Getting The Girl Scout Shaft
So I signed into my instant messaging account this morning, and noticed a little ad in the bottom corner that said something like “It’s almost Girl Scout Cookie time again! Click Here.” I don’t think there is anyone who makes a better sweet treat than these little do-gooders; but I haven’t been able to buy any in the 12+ years I’ve lived on my own, because they have never shown up at my doorstep to do bidness. It’s like my name and house number is listed on some registry that Chris Hanson compiled during his stint on NBC. Yet every year, I always see co-workers and acquaintances who have somehow managed to gather stockpiles of Samoas, and troves of Tagalongs. So I accessed my bank account online to see how much cheddar could be spent on various mixtures of flour and sugar, and then clicked on the link fully expecting that I’d be able to satisfy my sweet tooth (and probably help one lucky girl go to Hawai’i or some shit) via the world wide web.
After clicking on the link, I was sent to a page called the “Cookie Locator” and asked to give my zip code. After entering the digits, another prompt came up saying the local Girl Scout Council would help me place an order; they then asked for my email, first name, and phone number. Given this line of questioning, I assumed that they were going to either email me an order form, or call and see how many truckloads of cookies they could put me down for. To say I was disappointed with the outcome that resulted from this inquiry is an understatement. Instead of letting me order, two options were given: 1) Email the Girl Scouts using cookies@gswrc.org, and they would “attempt to connect me to a local group in my neighborhood”, or 2) They would help me find the nearest council office, and I could just walk up in there and buy whatever they had. I didn’t think the first option would work for me. Even if there was a group in my neighborhood, it’s apparent they either don’t care about selling any cookies (seeing as how I’ve had as many leprechauns come to my door as Girl Scouts), or they have overweight relatives who buy up all their inventory before it has a chance to hit the streets. The second option was pretty reasonable, since I had gone to further lengths than a simple cookie commute to satisfy my sweet teeth before – not like sucking penasia (Louis C.K.’s plural for penis) for a Klondike Bar, but I’ve logged a few late night miles. However, the whole point you were supposed to derive from this long-winded setup is that I can’t fathom why you wouldn’t try to sell a popular product like this online.
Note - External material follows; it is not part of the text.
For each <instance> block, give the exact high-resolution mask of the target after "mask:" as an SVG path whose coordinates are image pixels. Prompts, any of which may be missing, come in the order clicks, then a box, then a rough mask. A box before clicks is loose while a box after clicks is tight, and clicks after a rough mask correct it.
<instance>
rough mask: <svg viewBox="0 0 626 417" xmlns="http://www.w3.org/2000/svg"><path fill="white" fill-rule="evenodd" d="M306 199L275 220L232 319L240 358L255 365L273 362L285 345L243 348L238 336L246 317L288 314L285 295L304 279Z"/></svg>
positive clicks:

I wanted to know if there was any explanation for this lack of technological scout savvy, so I decided to go to the Girl Scout’s website – it was there that I found some interesting quotes that only served to deepen this meaningless mystery. One of the first things I discovered was, “Americans purchase approximately 200 million boxes of Girl Scout Cookies each year”, and “The Girl Scout Cookie Program is the leading business and economic literacy program for girls.” Imagine how many more cookies they could sell, and how many more little girls could read if the organization chose to enter the ecommerce arena. I understand wanting to keep with long-standing traditions, and the whole “if it ain’t broke, don’t fix it” mentality; but why wouldn’t you want to sell as much as possible when the money you’re raising goes towards a charitable cause? This would be like Jerry Lewis shutting down his telethon phone lines after an hour, because he thought the Muscular Dystrophy Association already received enough cash to help find a cure.
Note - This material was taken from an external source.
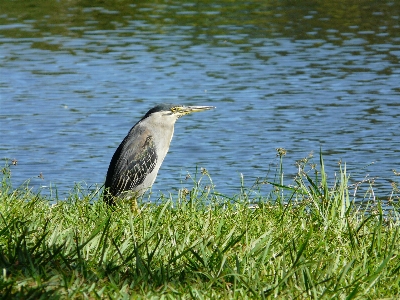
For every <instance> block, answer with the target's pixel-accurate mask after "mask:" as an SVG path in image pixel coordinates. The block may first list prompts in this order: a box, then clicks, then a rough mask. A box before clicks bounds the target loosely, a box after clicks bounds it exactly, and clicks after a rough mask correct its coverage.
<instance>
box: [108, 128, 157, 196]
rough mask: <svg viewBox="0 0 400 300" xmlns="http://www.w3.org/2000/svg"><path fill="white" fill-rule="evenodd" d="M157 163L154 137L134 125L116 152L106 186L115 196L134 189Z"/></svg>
mask: <svg viewBox="0 0 400 300" xmlns="http://www.w3.org/2000/svg"><path fill="white" fill-rule="evenodd" d="M156 163H157V153H156V148H155V145H154V141H153V137H152V136H151V135H150V133H149V132H147V131H146V130H143V129H141V128H137V127H134V128H132V130H131V131H130V132H129V134H128V135H127V136H126V137H125V139H124V140H123V141H122V143H121V144H120V145H119V147H118V149H117V150H116V151H115V153H114V156H113V158H112V160H111V163H110V167H109V169H108V173H107V178H106V183H105V188H108V189H109V193H111V194H112V195H113V196H117V195H119V194H120V193H121V192H124V191H128V190H134V188H135V187H137V186H138V185H140V184H141V183H143V181H144V179H145V178H146V176H147V175H148V174H150V173H151V172H152V171H153V170H154V168H155V166H156Z"/></svg>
The next head scratcher of a statement I came across was, “Girl Scouts use 21st-century business skills.” – this is like the KKK saying, “The Klan practices 21st Century bigotry and discrimination”. Correct me if I’m wrong, but I’m pretty sure people have been ordering products online since the 20th century. I guess the HGSIC thinks the whole virtual marketplace fad isn’t gonna last; so they’re looking towards what business will be like in 2100 when the machines revolt, and society turns into something out of a Mad Max movie. Finally, it was near the bottom of the page where I encountered a quote that made as much sense as casting Keanu Reeves for the role of some British guy. It read exactly as follows: *** For the safety and security of the girls who are selling cookies, Girl Scout Cookies are not available for purchase online.*** So how is going door-to-door, or setting up a booth somewhere, less of a threat than anonymously slangin cookies via the interwebs exactly? What is unsafe and not secure about this scenario? The only way I can see that it would be less safe, is if their idea of online sales involved a drop-down menu where you got to choose a picture of which little girl you’d like to have deliver the cookies. But even if that were the case, all they’d have to do is send some Dateline cameras along with them, and BAM! Now you’ve not only got some brand recognition, but your organization is also the focal point of a new hit reality show on NBC – “To Catch a Cookie Monster”.